I have no idea when my mother first told me, “You can ask. The worst they can say is no,” but it was certainly long enough ago that it’s become an irrevocable part of my attitude toward life: Always let the other guy say no.
You would be *amazed* how much you can achieve by asking.
Which brings me immediately into Amanda Palmer’s TED Talk:
Watch it if you haven’t already, because it’s fairly inspiring, albeit in a “very few people are that brave” way. Amanda Palmer is a master at self-promotion and personal connections, and I’d love to have a tenth of her skill (debate: is it *possible* for a writer to build an audience the way Amanda’s done? Well, I guess so, I mean, giving it away worked for Scalzi and Cory Doctorow, though not quite in the get-out-and-meet-people way that AFP has done…), but for me one of the huge takeaways of her talk is a subtext of always let the other guy say no.
Amanda takes that to an art level (rather literally). She talks a lot about trust in her talk, and I think that’s part of letting the other guy say no. Maybe not even so much trusting *them*, but trusting yourself to ask, and to be able to deliver the goods if the answer is yes.
Because don’t get me wrong: asking is scary. It can be a real ego thing. If you ask and are denied, wow, does that mean they don’t love you? That they’re not interested? That you’re a FAILURE? That you will NEVER SUCCEED on the terms you hope to? Or if you ask and you don’t succeed BEYOND YOUR WILDEST DREAMS, does that mean you’re a failure, etc, etc etc?

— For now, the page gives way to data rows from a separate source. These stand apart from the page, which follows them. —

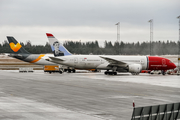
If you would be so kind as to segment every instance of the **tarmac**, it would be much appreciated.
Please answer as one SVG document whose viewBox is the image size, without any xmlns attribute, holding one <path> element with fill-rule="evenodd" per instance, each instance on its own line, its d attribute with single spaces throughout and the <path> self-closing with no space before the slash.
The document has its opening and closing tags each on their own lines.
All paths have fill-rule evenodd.
<svg viewBox="0 0 180 120">
<path fill-rule="evenodd" d="M 130 120 L 133 100 L 180 102 L 180 76 L 0 70 L 0 120 Z"/>
</svg>

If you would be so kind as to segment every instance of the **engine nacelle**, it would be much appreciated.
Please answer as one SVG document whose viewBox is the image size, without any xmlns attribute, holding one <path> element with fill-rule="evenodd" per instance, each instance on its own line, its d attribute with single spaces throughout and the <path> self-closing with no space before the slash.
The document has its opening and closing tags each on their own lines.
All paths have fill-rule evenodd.
<svg viewBox="0 0 180 120">
<path fill-rule="evenodd" d="M 131 64 L 128 65 L 128 70 L 131 73 L 140 73 L 142 70 L 142 66 L 140 64 Z"/>
</svg>

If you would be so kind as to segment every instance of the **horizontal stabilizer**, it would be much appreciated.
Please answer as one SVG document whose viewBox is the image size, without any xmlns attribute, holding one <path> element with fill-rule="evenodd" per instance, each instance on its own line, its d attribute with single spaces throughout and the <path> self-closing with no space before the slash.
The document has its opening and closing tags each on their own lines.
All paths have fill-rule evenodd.
<svg viewBox="0 0 180 120">
<path fill-rule="evenodd" d="M 4 55 L 9 56 L 9 55 L 10 55 L 10 53 L 4 53 Z"/>
<path fill-rule="evenodd" d="M 49 57 L 53 61 L 64 61 L 62 58 L 57 58 L 57 57 Z"/>
</svg>

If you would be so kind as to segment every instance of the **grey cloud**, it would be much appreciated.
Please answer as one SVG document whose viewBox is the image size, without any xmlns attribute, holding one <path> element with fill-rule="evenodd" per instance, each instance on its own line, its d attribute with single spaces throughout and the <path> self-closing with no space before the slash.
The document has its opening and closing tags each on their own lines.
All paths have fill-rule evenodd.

Really, most of the time? No, it doesn’t mean that at all. Most of the time it means you’ve asked the wrong question of the wrong person or at the wrong time. Case in point: my own Kickstarter had about 500 backers. I have access to, say, 3000 or so distinct individual readers. I asked all those people to throw into the hat, and about a sixth of them responded. I just went and checked: Amanda Palmer’s got 800K followers on Twitter right now. 25K of them supported *her* Kickstarter. That’s a hell of a lot less than a sixth of them. For the rest, my takeaway is that it was the wrong time, the wrong project, the wrong request. One or many of those. (Know why I supported her Kickstarter? Because the video for it was worth five dollars to me. It was charming, delightful, sweet, and wonderful. I haven’t listened to the album. I probably won’t. But in the end, the manner of asking pleased me so greatly that I was happy to help out a little.)
Publishing works this way too. You query, you revise, you ask again and again. You get a lot of rejections. But if you don’t keep asking, you’ll never get to the one person who’s going to say yes, and so you just have to keep letting the other guy say no.
Life works this way. I really believe that. I don’t know if AFP thinks it in so many words, but I’m guessing it’s part of how she works, too. She is hoping–trusting–that if she asks, people will say yes. That they will find a way to respond positively.
An anecdote: when I was in high school, a friend and I wanted to cut class for some reason, and went to ask the teacher if we could do so. On the way, my friend remembered that we had a substitute that day, and said we were never going to be let out of class. “Oh,” I said airily, “that substitute likes me. She’ll let us out.”
My friend stopped dead and snarled, “Jesus, Catie, you think everybody likes you.”
Nigh unto a quarter century later and I’m still bemused by that. Well. Yes. As a rule, I do think everybody likes me, or that they *will* like me if they get to know me, because why wouldn’t they? *I* like me, after all, and I have to live with me all the time, so surely if you have a shorter window of exposure in which I can potentially annoy you, you’ll probably like me too. I mean, I’m aware there are people who *don’t* like me, and that’s all right too, but by and large? Yes. I assume people will and do like me. I expect the best of asking.
If you expect the world to be a positive place, it is far more likely to be a positive place. So go ahead and ask. The worst they can say is no.